Ted creates art using “the things that people see and use every day” as his inspiration. His ideas involving common everyday scenes or objects spring from his extensive foreign and domestic travels as well as glimpses of New York City. Ted continuously strives to accomplish the goal of creating something that is entertaining and thought provoking for other people to look at and enjoy.
Born in Terre Haute, Indiana, Ted resides in Canton, Ohio with his wife Patricia, a former high school Spanish teacher. Their one daughter, Emily is a theatre attorney. She and her husband Guy work in the Broadway production niche in Manhattan. Ted is a signature member of the American Watercolor Society, the Ohio Watercolor Society and the Akron Society of Artists.
A friend once remarked to Ted about his two disparate careers, one in art the other in engineering by asking how an engineer became a watercolor artist. Ted replied, “Consider Leonardo DaVinci”.
Scott Van Campen is a metallurigcal artisan, sculptor, and photographer based in Brooklyn, New York. He earned his BFA in Sculpture from Maryland Institute College of Art in 1993. Van Campen has served as President of New York Custom Creations, LLC for the past twenty years, as well as being the Executive Director of Makerspace NY since 2013.
Doug Sheer is the only child of two painters who were WPA artists, Artist Union members and Hans Hofmann students in NYC and Provincetown and he grew up in New York's Greenwich Village. He was educated in NYC including Rhodes School where Pop artist Jim Dine was his art teacher and at Rhode Island School of Design.
A painter, he was a pioneering video artist who ran the Egg Store video facility in Tribeca in the 1970s and served fellow video artists including Nam-June Paik, Charlotte Moorman,Twyla Tharp, Bill Viola, Merce Cunningham, Carolee Schneemann and Yoko Ono. Some of his recent paintings can be seen at www.douglasisheer.com.
In 1974 he was a co-founder of Artists Talk on Art, www.atoanyc.org the art world's preeminent forum which has featured 8,500 artists in over 1,000 recorded panels and dialogues.
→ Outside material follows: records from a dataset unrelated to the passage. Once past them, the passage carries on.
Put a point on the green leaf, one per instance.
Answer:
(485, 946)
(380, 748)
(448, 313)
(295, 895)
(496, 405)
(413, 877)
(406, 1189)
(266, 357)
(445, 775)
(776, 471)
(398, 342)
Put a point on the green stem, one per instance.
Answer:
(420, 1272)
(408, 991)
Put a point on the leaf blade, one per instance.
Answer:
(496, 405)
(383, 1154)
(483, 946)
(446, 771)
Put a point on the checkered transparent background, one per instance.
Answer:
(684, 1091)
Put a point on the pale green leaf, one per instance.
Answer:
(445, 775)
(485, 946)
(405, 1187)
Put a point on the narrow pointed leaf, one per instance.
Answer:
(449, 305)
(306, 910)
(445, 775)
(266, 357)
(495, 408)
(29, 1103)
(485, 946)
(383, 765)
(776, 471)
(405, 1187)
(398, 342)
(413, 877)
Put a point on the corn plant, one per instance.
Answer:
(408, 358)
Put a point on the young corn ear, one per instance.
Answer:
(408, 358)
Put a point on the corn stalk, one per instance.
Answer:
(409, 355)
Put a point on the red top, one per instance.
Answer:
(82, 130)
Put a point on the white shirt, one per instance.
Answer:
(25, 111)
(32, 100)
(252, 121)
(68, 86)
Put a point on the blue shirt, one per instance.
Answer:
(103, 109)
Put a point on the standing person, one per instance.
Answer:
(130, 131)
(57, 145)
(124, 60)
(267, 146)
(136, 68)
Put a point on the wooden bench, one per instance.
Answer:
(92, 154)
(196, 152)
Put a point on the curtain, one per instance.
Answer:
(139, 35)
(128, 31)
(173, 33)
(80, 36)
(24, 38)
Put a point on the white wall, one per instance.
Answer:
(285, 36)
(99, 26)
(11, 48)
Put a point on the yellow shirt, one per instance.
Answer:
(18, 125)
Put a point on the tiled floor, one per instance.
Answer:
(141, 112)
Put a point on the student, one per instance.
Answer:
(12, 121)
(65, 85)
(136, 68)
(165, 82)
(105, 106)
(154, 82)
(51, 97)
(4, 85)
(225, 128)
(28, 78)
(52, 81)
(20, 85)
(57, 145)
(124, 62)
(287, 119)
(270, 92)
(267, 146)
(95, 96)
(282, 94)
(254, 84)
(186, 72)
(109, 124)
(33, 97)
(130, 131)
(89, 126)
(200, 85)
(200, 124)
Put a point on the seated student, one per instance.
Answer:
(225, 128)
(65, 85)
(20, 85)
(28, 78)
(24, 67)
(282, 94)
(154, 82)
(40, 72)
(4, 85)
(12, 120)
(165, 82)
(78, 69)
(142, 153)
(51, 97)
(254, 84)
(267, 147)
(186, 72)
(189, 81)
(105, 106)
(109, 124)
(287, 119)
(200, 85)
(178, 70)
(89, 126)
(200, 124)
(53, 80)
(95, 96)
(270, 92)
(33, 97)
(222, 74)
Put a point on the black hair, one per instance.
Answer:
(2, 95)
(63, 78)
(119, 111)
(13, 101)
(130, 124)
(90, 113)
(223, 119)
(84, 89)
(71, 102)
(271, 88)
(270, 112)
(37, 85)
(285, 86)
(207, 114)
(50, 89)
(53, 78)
He was board chairman and became chairman emeritus in 2019. He currently serves as its president.
He has served as a board member of the Woodstock Byrdcliffe Guild and currently serves on its exhibition committee. He is also a member of the education committee of the Samuel Dorsky Museum of Art at SUNY New Paltz. He created and ran the Byrdcliffe Forum during the pandemic period and was the producer of its Zoom programs including its ten part "Woodstock Masters" series events (found on the Woodstock Byrdcliffe Guild channel on YouTube) and curated an exhibit of those artists called "Sense of Place" in August and September of 2022.